American Society of Orthopedic Surgeons work group interpreted the evidence to be inconclusive as to the benefit of IA PRP injection and were unable to recommend for or against the use of IA PRP injection in their guideline for patients with symptomatic OA of the knee.
To sum up, studies indicate that PRP is promising for relieving pain, improving knee function and quality of life[115,119,121,128,130]. But, there is no data that PRP will cause osteophytes to regress or cartilage and meniscus to regenerate in patients with substantial and irreversible bone and cartilage damage. More promising results are shown in younger patients, and in mild OA cases. Despite the interesting preliminary findings and the increasing clinical application of this attractive treatment approach, extensive clinical use of PRP in OA is not supported by high-quality evidence of a clear clinical improvement. But its low cost, the simple preparation technique, safety, and biologically active content have led to high acceptance both by patients and physicians.

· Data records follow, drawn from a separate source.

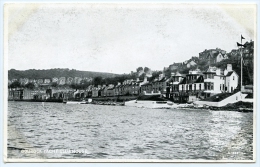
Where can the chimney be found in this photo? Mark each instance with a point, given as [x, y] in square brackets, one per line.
[145, 78]
[229, 67]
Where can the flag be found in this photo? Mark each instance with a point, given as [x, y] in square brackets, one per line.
[238, 44]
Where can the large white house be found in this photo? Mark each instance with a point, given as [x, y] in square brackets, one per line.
[219, 81]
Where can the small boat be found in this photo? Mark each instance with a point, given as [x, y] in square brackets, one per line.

In the Cochrane reviews of trials comparing IA HA injections with IA corticosteroids, there were no significant differences 4 wk after injection but IA HA was shown to be more effective 5-13 wk post injection[45,91]. This is further supported by a meta-analysis of seven randomized controlled trials in patients with knee OA in which IA HA was compared directly with IA CS. In the first two weeks, corticosteroids were more effective in relieving pain, but at week 4, both were equally effective, and from week 8, HA was more effective to last assessment at 26th week. Analyses of the results for other outcomes such as reduction in stiffness and improvement in function following IA HA were similar.

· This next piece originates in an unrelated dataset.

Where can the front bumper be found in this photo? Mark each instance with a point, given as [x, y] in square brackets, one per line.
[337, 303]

In the recent studies comparing PRP and HA, Kon et al studied PRP versus HA injections in 150 patients, with PRP treatment giving better results than HA in reducing pain and symptoms and recovering articular function up to 6 mo. In this study, PRP showed a better performance compared with HA in younger patients affected by cartilage lesions or early OA. However, PRP and HA treatments offered similar results in patients aged over 50 years and in the treatment of advanced OA. Also, Spakova et al compared 120 patients receiving IA injection of either HA or PRP. The authors reported that statistically significantly better results in the scores were recorded in a group of patients who received PRP injections after a 3- and 6-mo of follow-up. Say et al, compared IA HA and PRP injections in their prospective study and concluded that the application of single dose PRP to be a safe, effective and low-cost method for treating OA. Finally, in very recent three Level 1 studies, two randomized HA controlled clinical trials[125,126] and one placebo-controlled trial, PRP decreased pain and improved function in all three trials better than HA or placebo.

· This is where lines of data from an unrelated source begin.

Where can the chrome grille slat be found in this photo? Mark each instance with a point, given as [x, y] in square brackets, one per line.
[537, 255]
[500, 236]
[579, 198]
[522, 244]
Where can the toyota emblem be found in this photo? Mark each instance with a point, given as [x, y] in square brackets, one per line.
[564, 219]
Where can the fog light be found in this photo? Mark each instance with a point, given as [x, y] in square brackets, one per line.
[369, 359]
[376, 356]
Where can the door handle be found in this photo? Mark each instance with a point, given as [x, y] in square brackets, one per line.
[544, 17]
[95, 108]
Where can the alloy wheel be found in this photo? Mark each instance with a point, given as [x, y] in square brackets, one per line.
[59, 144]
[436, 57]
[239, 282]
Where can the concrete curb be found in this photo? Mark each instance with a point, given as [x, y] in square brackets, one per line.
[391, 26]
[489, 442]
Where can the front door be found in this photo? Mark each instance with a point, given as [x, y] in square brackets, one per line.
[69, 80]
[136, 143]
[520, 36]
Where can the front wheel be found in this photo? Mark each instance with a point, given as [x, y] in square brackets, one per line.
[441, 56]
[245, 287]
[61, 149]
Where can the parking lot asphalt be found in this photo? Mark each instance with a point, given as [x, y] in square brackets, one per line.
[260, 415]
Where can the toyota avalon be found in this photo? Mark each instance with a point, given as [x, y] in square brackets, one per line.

The current literature and our experience indicate that IA injections are safe and have positive effects for patient satisfaction. But, we are not sure that what ratio of this worthy outcome derives either from the real disease modifying effect or from the placebo effect of these drugs. When the unclear etiopathogenesis and the heterogeneity of OA are considered, it is hard to categorize the patients and their level of disease for IA injection choice. In regards to our experience, patient characteristics, symptoms, and clinical findings may indicate a practical approach for IA injections. The CS choice is reasonable in acute and persistent synovitis for patients that cannot be operated. The corticosteroids are effective in short-term. We prefer HA for obese patients who are older than 60 years and for patients with extremity malalignment. The supposed long-term effect of HA is attractive for these patients who are not willing to be operated. We prefer PRP for patients who are younger than 60 years, with mild OA and body mass index < 30, and for patients that do not have any extremity malalignment. If the patients are older than 60 years, or their body mass index > 30, or they have moderate OA, we still apply PRP injection, which is followed by a supplementary single dose of HA injection 2 to 4 wk after PRP injection.